|

GUNMEN (idem- Kara ), de Kirk Wong
avec Tony Leung Ka-fai, Adam Cheng, Waise Lee et David Wu (1988)

A son retour de la guerre civile, Tony Leung retrouve une épouse aimante et une fille qui ne le reconnaît pas. Sans le sou, il rencontre dans sa galère Elisabeth Lee et immédiatement, une relation pour le moins ambigüe s'installe entre eux.
Tony Leung décide finalement de s'engager dans la police corrompue du Shanghai des années 20. Il doit alors livrer une autre guerre, cette fois-ci aux impitoyables trafiquants d'opium, et plus précisément à Adam Cheng.
Etonnante coincidence, ce dernier était également celui qui durant la guerre civile commandait avec ignominie le camp ennemi de Tony Leung. Ce face-à-face policiers-truands ne tarde donc pas à prendre des allures de réglement de comptes personnels entre Tony Leung et Adam Cheng. Le premier est bientôt rejoint par ses trois anciens frères d'armes (Waise Lee, David Wu, et Mark Cheng), tous quatre formant dès lors un quatuor d'incorruptibles decidés à aneantir Adam Cheng et son gang.
 
Nulle part ailleurs qu'à Hong-Kong sans doute un film tel que Gunmen n'aurait pu être confectionné, tellement le film parvient sans fausses notes à amalgamer le film d'action décapant et le mélodrame larmoyant. Réalisateur connu seulement des fans les plus avertis, Kirk Wong nous livre des scènes d'action époustouflantes, souvent délirantes et méchantes : un sadique continue de tabasser un homme brûlant vif, une horde de fous furieux donne l'assaut avec révolver dans une main et hachette dans l'autre, un flic pourchassé se sert de tout l'attirail du pêcheur (!) comme d'un arsenal (!!).

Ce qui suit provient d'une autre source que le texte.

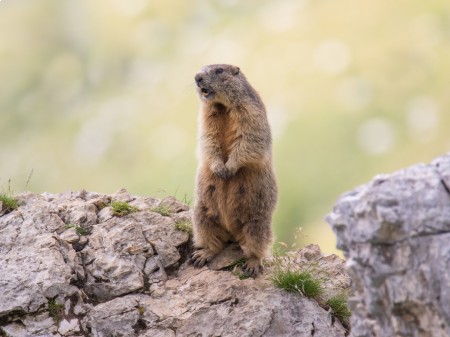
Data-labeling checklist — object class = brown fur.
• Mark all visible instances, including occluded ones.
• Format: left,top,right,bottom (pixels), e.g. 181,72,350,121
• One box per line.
192,64,277,276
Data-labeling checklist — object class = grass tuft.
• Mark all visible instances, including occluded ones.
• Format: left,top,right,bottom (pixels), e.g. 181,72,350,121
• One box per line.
151,205,172,216
175,220,192,235
48,299,64,322
272,268,324,299
326,293,352,325
111,201,139,216
0,193,19,213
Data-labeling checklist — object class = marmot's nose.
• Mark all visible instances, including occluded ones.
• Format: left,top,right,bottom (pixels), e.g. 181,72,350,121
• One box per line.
195,74,203,85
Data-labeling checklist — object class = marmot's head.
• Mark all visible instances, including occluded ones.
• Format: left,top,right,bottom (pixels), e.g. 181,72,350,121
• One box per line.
195,64,255,106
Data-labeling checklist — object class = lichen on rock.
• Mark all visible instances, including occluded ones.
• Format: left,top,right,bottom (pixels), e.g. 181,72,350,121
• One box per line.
0,190,345,337
327,153,450,337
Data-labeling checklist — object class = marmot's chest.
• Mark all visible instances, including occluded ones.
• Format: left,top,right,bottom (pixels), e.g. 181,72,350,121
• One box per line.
217,114,241,162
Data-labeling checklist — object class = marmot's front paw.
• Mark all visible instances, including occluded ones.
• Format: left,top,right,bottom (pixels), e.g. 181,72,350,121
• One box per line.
191,249,215,268
244,257,264,278
211,163,231,180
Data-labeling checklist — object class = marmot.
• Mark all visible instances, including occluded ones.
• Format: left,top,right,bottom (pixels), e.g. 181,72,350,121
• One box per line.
191,64,277,277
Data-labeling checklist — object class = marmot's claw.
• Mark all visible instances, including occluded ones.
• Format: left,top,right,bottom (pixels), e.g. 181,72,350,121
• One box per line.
244,261,264,278
191,249,214,268
214,166,231,180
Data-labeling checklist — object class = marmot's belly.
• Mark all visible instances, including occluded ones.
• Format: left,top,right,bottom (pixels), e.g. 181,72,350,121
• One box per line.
211,169,274,235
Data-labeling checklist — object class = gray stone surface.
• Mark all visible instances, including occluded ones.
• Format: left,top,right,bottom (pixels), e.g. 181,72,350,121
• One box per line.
0,190,345,337
327,154,450,337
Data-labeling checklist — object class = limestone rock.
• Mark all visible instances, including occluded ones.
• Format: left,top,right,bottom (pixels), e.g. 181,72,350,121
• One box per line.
0,190,345,337
327,154,450,337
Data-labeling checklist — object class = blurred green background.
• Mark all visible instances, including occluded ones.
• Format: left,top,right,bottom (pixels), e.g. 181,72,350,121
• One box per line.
0,0,450,252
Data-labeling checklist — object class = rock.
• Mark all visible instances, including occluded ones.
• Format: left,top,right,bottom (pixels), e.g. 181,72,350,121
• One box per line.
158,197,189,213
208,243,244,270
0,190,346,337
327,154,450,337
59,227,80,243
58,319,80,336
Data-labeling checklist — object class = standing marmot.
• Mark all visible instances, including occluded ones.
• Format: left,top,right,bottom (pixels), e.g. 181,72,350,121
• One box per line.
191,64,277,277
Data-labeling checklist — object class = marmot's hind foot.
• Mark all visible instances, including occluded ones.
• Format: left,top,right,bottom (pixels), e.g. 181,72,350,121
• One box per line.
191,249,215,268
243,257,264,278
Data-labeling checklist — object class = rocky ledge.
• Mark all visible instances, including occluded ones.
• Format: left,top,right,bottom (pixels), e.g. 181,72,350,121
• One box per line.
0,190,348,337
328,153,450,337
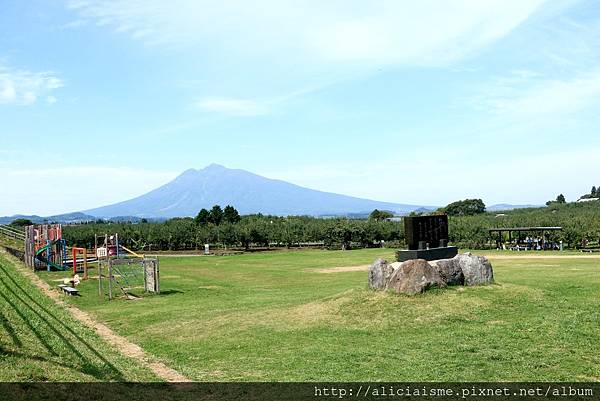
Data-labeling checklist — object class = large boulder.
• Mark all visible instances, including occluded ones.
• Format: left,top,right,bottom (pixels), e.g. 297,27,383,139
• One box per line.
387,259,446,295
431,257,465,285
369,258,394,290
454,253,494,285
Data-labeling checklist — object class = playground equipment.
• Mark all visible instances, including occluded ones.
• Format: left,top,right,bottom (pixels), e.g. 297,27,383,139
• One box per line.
25,224,67,271
98,257,160,300
24,224,95,280
72,247,88,280
94,234,160,300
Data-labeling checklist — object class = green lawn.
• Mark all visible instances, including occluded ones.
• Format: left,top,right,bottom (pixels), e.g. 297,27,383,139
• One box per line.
0,250,158,382
41,249,600,381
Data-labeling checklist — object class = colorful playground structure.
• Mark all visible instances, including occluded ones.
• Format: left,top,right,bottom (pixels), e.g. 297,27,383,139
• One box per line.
24,224,160,299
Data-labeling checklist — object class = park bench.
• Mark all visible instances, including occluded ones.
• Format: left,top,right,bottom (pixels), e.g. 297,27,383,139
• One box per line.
58,284,79,295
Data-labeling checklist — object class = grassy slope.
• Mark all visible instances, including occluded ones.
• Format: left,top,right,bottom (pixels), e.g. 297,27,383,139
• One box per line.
38,249,600,381
0,251,157,381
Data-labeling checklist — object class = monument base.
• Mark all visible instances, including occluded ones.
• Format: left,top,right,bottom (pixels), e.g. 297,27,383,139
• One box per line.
396,246,458,262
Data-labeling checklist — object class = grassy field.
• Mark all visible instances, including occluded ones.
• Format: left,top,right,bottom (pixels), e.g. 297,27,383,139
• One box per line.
41,249,600,381
0,250,157,381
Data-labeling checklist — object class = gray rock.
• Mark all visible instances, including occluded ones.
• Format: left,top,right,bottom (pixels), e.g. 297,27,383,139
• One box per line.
454,253,494,285
369,258,394,290
431,256,465,285
388,259,446,295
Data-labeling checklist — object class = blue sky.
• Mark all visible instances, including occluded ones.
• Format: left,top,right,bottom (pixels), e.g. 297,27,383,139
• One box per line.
0,0,600,215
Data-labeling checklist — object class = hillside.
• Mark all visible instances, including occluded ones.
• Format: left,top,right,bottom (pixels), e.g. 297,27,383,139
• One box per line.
84,164,432,218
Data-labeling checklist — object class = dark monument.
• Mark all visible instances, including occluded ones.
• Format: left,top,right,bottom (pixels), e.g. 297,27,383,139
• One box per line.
396,214,458,262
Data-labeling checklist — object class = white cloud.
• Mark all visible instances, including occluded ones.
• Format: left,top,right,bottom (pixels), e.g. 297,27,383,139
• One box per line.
70,0,544,67
194,97,270,117
472,71,600,118
0,65,64,106
259,146,600,206
0,166,178,216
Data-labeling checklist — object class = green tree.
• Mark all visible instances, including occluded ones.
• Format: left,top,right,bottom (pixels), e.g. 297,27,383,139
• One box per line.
209,205,223,226
194,208,210,226
444,199,485,216
223,205,242,224
369,209,394,221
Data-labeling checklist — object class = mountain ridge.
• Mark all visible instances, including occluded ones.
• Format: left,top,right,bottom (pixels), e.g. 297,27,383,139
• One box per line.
83,163,432,218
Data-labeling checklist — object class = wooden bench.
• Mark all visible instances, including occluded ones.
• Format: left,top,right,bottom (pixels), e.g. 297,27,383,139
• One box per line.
58,284,79,295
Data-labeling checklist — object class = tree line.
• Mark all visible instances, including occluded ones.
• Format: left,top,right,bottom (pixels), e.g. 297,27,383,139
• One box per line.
63,206,404,251
51,199,600,251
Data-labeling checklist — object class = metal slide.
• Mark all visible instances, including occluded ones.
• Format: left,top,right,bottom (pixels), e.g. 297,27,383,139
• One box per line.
35,244,67,270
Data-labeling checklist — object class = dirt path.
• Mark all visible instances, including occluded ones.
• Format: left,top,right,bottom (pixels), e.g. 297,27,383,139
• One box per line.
11,253,191,382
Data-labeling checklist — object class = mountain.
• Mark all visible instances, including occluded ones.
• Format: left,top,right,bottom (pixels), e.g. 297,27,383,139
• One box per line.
486,203,543,212
0,212,150,225
83,164,432,218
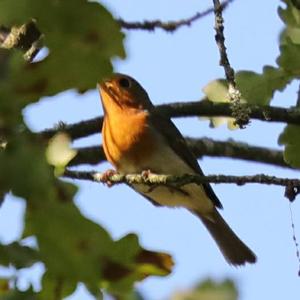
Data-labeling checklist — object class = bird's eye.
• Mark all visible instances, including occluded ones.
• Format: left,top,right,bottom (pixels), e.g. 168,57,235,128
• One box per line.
119,77,131,89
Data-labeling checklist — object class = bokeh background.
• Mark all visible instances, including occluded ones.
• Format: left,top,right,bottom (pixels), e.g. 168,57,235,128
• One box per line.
0,0,300,300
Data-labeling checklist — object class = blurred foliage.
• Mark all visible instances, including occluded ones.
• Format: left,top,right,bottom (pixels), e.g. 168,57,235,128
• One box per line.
170,279,238,300
277,0,300,167
0,0,300,300
203,0,300,167
0,0,173,300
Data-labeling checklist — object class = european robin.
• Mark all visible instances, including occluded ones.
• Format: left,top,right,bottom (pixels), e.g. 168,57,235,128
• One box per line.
99,74,256,265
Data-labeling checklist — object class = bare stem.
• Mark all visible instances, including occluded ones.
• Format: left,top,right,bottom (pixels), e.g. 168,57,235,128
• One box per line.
39,101,300,140
63,169,300,201
117,0,234,32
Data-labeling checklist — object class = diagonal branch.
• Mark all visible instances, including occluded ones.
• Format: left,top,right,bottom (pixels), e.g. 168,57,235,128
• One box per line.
69,137,293,169
117,0,234,32
40,101,300,140
63,170,300,201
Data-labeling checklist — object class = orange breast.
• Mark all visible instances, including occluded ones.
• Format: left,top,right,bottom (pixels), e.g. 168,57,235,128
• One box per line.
102,111,155,169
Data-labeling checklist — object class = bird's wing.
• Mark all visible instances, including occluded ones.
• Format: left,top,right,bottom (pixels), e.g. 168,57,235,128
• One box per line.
149,112,222,208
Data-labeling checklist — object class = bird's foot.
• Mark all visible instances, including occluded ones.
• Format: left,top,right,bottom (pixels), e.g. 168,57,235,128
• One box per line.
141,169,154,180
101,169,118,187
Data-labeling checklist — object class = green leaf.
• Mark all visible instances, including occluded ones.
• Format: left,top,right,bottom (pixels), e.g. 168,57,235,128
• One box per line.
46,132,77,176
0,0,124,103
278,125,300,168
0,242,39,269
277,40,300,77
24,178,172,299
171,279,238,300
236,66,291,105
278,0,300,27
1,288,39,300
203,66,292,129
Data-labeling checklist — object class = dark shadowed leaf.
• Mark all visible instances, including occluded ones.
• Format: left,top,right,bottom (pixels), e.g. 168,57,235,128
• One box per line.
0,0,124,103
0,242,38,269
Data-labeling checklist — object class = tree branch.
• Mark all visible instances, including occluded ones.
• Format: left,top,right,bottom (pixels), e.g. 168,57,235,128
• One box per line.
117,0,234,32
69,138,293,169
39,101,300,140
63,169,300,201
213,0,250,128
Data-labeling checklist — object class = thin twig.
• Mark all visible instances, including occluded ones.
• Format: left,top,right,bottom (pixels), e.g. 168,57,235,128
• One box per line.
296,80,300,107
63,169,300,200
69,137,293,169
0,20,42,62
39,101,300,140
289,203,300,277
213,0,250,128
117,0,234,32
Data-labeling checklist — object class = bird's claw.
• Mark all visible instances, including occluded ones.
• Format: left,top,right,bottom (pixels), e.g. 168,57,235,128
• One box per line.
141,169,153,179
101,169,117,187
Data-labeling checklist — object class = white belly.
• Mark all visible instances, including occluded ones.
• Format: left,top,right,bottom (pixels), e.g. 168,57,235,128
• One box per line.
118,137,214,215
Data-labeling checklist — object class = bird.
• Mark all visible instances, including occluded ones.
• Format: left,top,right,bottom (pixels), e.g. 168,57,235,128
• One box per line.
98,73,256,266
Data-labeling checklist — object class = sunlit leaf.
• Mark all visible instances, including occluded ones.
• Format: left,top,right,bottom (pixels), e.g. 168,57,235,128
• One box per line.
46,133,77,175
0,242,39,269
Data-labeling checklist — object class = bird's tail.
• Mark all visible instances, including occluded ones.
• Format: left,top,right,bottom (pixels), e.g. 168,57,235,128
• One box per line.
194,209,256,266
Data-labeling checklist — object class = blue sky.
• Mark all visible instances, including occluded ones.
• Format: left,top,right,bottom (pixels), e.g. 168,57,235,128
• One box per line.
0,0,300,300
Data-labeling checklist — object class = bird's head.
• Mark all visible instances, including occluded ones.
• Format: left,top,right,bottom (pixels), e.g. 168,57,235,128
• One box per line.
98,73,152,112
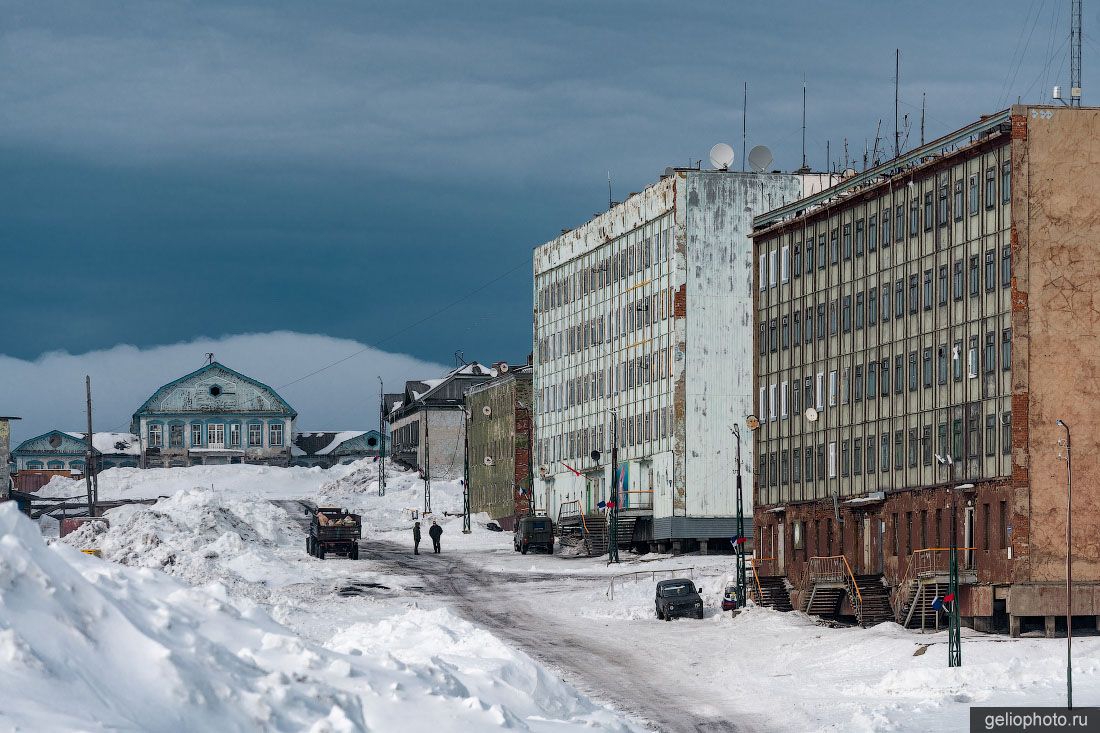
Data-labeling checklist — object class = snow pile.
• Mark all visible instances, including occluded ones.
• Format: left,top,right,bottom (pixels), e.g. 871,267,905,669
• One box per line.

Véritable western chinois, Gunmen abonde en fusillades qui rappellent furieusement Walter Hill (surtout lors du final qui n'est pas sans rappeler The long Riders (1980) de ce dernier): plan du tireur puis de sa cible, utilisation répétée du ralenti.Kirk Wong ne s'embarrasse pas de scènes d'exposition à rallonges et va directement à l'essentiel, que ce soit pour l'action ou le mélo.
En effet, malgré toute cette violence, souvent jouissive et rarement nauséabonde, Kirk Wong parvient aussi a émouvoir son public avec son triangle amoureux (oubliez Enemy at the Gates (2001) ou Pearl Harbor (2001), si lourds et si previsibles dans leur deroulement). Là encore, Kirk Wong évite toutes fioritures inutiles : par des scènes simples et directes, parfois même cliché, mais qui sonnent si vrai, il parvient tout à fait à exprimer la douleur ressentie par les protagonistes (surtout par les femmes en fait) de ce triangle. Et comme dans tous les grands films, le tout se terminera en une véritable tragédie.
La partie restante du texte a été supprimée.